Insight
March 5, 2020

California Supreme Court Clarifies Meaning of "Hours Worked"

In its recent decision in Frlekin v. Apple Inc., the California Supreme Court ruled unanimously that time employees spend waiting for, and undergoing, mandatory bag checks before leaving work is compensable as time worked. This is so even though employees theoretically could have avoided the checks altogether by not bringing bags or other personal items requiring inspection under Apple’s “Employee Package and Bag Searches” policy to work.

Under California law, non-exempt employees must be paid for all “hours worked,” which is defined as time during which an employee is “subject to the control” of an employer or “suffered or permitted to work.” In Frlekin, the California Supreme Court rejected Apple’s argument that, for the control prong of the definition to apply, an employee’s activity must be both “required” and “unavoidable.” The Court explained that interpreting “control” to include “only unavoidably required employer-controlled activities would limit the scope of compensable activities, resulting in a narrow interpretation at odds with” the relevant wage order’s “fundamental purpose of protecting and benefiting employees.” The Court agreed that whether an employer requires a particular activity remains relevant to determining whether an employee is subject to the employer’s control while engaged in the activity, but it made clear that other factors should also be considered, including the location of the activity, the degree of employer control during the activity, whether the activity primarily benefits the employee or the employer, and whether the activity is enforced through disciplinary measures.

In 2014, in a case called Integrity Staffing Solutions, Inc. v.

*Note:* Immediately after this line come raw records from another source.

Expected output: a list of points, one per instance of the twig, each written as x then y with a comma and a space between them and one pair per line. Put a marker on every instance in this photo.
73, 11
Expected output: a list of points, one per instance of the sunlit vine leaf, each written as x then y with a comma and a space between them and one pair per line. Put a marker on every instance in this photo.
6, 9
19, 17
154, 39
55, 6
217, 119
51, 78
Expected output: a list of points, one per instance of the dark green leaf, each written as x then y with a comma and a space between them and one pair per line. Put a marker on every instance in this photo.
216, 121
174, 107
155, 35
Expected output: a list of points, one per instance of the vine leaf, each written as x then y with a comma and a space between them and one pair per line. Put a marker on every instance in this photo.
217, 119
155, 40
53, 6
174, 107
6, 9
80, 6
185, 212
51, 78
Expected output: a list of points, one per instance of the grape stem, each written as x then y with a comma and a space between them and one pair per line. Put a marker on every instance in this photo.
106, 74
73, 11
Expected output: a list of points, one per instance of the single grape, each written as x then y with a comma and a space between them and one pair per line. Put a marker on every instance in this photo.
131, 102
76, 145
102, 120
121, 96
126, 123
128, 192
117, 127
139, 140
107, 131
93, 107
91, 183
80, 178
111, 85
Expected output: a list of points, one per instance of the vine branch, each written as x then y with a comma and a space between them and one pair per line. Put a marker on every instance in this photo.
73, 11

Busk, the United States Supreme Court held that time employees spend awaiting bag checks is not compensable work time under the federal Fair Labor Standards Act. As a result, this is one more area where California employment law exceeds the requirements of federal law.

While the Court in Frlekin considered the “control” prong of the “hours worked” definition in the specific context of bag checks, its holding will be relevant in the context of other employer-controlled activities as well. California employers should remember that just because a particular work-related activity is voluntary does not mean that non-exempt employees who engage in the activity do not need to be compensated for the time they spend engaged in the activity. Evaluating whether such “voluntary” activities qualify as compensable time may require a case-by-case evaluation with the assistance of counsel.